Another question asks: "How Does Hubble's Expansion Affect Two Rope-Tied Galaxies?", and answers, including one from accomplished physicist Luboš Motl, focus on the issue of the scenario being physically invalid.
The rope would eventually break, and maybe it would be slowing the galaxies motion if it were a really tight rope (you can't get rope with the required rigidity to stop the motion of galaxies in Nature) [...] They want to move along the natural trajectories - those we observe - so any rope trying to prevent them from doing so will be stretched by the force of inertia of these galaxies. - Luboš Motl
A rope tethering two galaxies is not only physically complex, but impossible. Furthermore, the answers refer to the rope breaking, and the asker doesn't push them to give a straight answer on whether that's a conservation of energy problem. Motl refers to inertia of the two galaxies being a factor which sidesteps the core issue of the problem, which is the expansion of the two ends of the rope seeming to break the conservation of energy.
I'd like to simplify this question to focus on an extreme, but simpler and more physically valid scenario: A very long rope, by itself.

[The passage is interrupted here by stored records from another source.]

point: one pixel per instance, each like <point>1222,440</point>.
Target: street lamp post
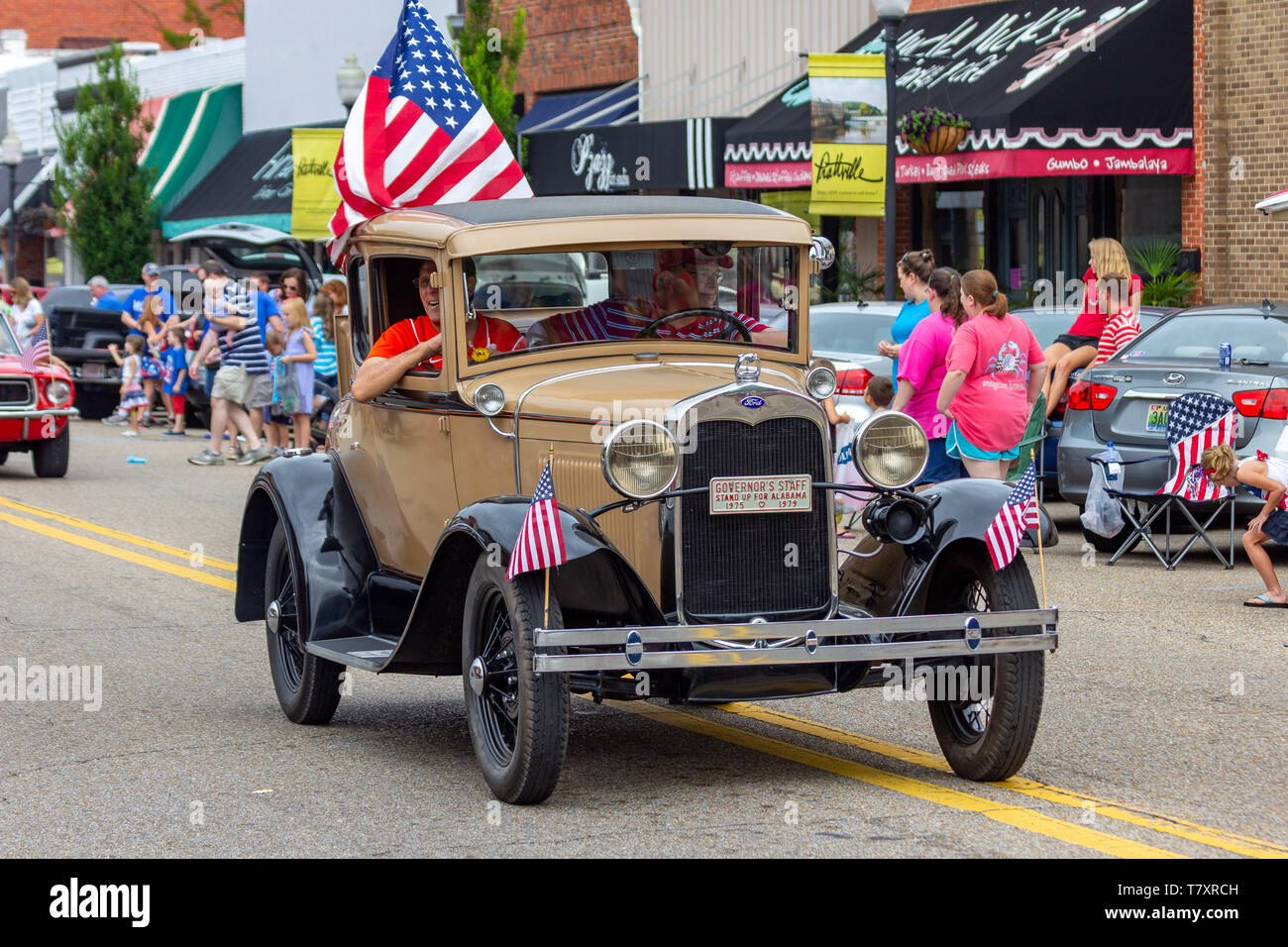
<point>892,13</point>
<point>349,80</point>
<point>11,153</point>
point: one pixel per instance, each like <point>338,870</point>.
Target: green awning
<point>172,228</point>
<point>194,132</point>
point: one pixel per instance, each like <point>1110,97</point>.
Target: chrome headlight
<point>58,392</point>
<point>488,399</point>
<point>640,459</point>
<point>820,381</point>
<point>890,450</point>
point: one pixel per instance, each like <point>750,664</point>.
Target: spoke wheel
<point>308,686</point>
<point>518,718</point>
<point>987,733</point>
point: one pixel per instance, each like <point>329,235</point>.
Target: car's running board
<point>366,654</point>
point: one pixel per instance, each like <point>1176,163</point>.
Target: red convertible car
<point>34,408</point>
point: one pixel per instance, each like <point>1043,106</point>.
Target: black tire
<point>519,722</point>
<point>990,740</point>
<point>308,686</point>
<point>1107,544</point>
<point>50,458</point>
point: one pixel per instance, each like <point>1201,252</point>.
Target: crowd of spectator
<point>254,348</point>
<point>974,375</point>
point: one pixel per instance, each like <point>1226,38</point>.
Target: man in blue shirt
<point>103,295</point>
<point>153,285</point>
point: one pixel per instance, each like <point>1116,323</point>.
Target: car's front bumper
<point>675,647</point>
<point>29,423</point>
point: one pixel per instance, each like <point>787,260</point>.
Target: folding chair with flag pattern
<point>1196,421</point>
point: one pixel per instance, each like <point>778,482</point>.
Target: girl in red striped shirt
<point>1122,325</point>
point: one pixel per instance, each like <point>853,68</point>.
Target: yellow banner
<point>313,198</point>
<point>849,118</point>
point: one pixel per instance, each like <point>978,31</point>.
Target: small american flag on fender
<point>1018,514</point>
<point>38,348</point>
<point>419,134</point>
<point>541,538</point>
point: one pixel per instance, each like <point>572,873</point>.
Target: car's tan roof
<point>498,226</point>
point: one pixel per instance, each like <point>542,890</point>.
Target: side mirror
<point>823,253</point>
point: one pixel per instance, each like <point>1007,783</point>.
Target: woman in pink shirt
<point>922,365</point>
<point>996,369</point>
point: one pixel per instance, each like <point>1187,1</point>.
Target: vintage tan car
<point>655,351</point>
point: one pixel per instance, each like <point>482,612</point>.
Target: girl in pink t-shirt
<point>922,365</point>
<point>996,369</point>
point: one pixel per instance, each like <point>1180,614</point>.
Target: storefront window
<point>1151,208</point>
<point>960,230</point>
<point>1019,260</point>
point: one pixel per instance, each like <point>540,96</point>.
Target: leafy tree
<point>1163,283</point>
<point>489,58</point>
<point>104,193</point>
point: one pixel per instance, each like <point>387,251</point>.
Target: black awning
<point>1026,73</point>
<point>616,158</point>
<point>253,184</point>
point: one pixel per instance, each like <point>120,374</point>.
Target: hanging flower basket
<point>932,131</point>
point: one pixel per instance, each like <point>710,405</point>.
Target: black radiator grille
<point>743,565</point>
<point>16,392</point>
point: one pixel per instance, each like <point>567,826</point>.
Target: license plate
<point>785,493</point>
<point>1157,418</point>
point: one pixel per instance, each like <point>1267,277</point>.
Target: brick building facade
<point>86,24</point>
<point>574,46</point>
<point>1244,125</point>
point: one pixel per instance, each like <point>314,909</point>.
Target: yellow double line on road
<point>196,575</point>
<point>1006,813</point>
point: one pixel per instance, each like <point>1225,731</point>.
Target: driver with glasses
<point>417,343</point>
<point>686,287</point>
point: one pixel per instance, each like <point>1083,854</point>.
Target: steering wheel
<point>651,329</point>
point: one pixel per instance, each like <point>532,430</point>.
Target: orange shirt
<point>490,335</point>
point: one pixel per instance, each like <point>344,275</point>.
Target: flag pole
<point>1038,531</point>
<point>545,617</point>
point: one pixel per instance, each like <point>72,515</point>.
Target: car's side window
<point>360,325</point>
<point>400,309</point>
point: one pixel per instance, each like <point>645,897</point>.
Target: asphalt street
<point>1163,729</point>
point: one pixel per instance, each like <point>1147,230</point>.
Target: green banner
<point>849,118</point>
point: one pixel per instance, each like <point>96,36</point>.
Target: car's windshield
<point>8,344</point>
<point>1198,337</point>
<point>720,292</point>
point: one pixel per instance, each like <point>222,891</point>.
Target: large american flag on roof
<point>419,134</point>
<point>1197,421</point>
<point>1017,517</point>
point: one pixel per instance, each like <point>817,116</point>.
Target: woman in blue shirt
<point>914,268</point>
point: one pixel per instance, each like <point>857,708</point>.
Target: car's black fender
<point>593,586</point>
<point>310,497</point>
<point>897,579</point>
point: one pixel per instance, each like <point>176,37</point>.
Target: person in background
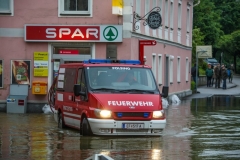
<point>229,73</point>
<point>217,76</point>
<point>194,72</point>
<point>224,76</point>
<point>209,74</point>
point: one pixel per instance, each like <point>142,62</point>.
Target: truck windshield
<point>121,78</point>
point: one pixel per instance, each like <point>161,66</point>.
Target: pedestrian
<point>217,76</point>
<point>224,76</point>
<point>229,73</point>
<point>194,72</point>
<point>209,74</point>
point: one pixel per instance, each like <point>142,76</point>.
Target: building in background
<point>36,36</point>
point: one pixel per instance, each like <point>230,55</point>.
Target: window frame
<point>62,13</point>
<point>10,11</point>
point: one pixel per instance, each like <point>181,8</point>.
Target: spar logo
<point>110,33</point>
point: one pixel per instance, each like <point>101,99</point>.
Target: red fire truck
<point>108,97</point>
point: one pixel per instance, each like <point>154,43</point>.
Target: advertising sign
<point>40,64</point>
<point>1,73</point>
<point>20,71</point>
<point>69,51</point>
<point>204,51</point>
<point>117,7</point>
<point>75,33</point>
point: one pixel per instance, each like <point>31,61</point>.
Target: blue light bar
<point>130,61</point>
<point>94,61</point>
<point>145,114</point>
<point>119,114</point>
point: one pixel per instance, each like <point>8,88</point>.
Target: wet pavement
<point>203,128</point>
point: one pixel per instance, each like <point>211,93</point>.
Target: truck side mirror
<point>76,89</point>
<point>164,93</point>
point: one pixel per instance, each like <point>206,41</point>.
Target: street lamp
<point>197,68</point>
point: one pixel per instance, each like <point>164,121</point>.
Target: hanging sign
<point>143,43</point>
<point>154,20</point>
<point>40,64</point>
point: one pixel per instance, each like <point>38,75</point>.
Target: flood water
<point>198,129</point>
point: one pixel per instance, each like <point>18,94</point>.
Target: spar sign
<point>70,33</point>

As space expands, galaxies move away from each-other - atoms in one place move farther away from atoms in another place. So it would stand to reason that the atoms at the two ends of a many trillion lightyear-long rope would move apart, pull away from each-other. In other words, would a force be exerted on the atoms within the rope? Wouldn't that equate to energy created from nothing?
This would seem to break our laws of conservation of energy. If not, why? How would the expansion of space affect a very long rope? Or do we not understand the phenomena well enough to answer?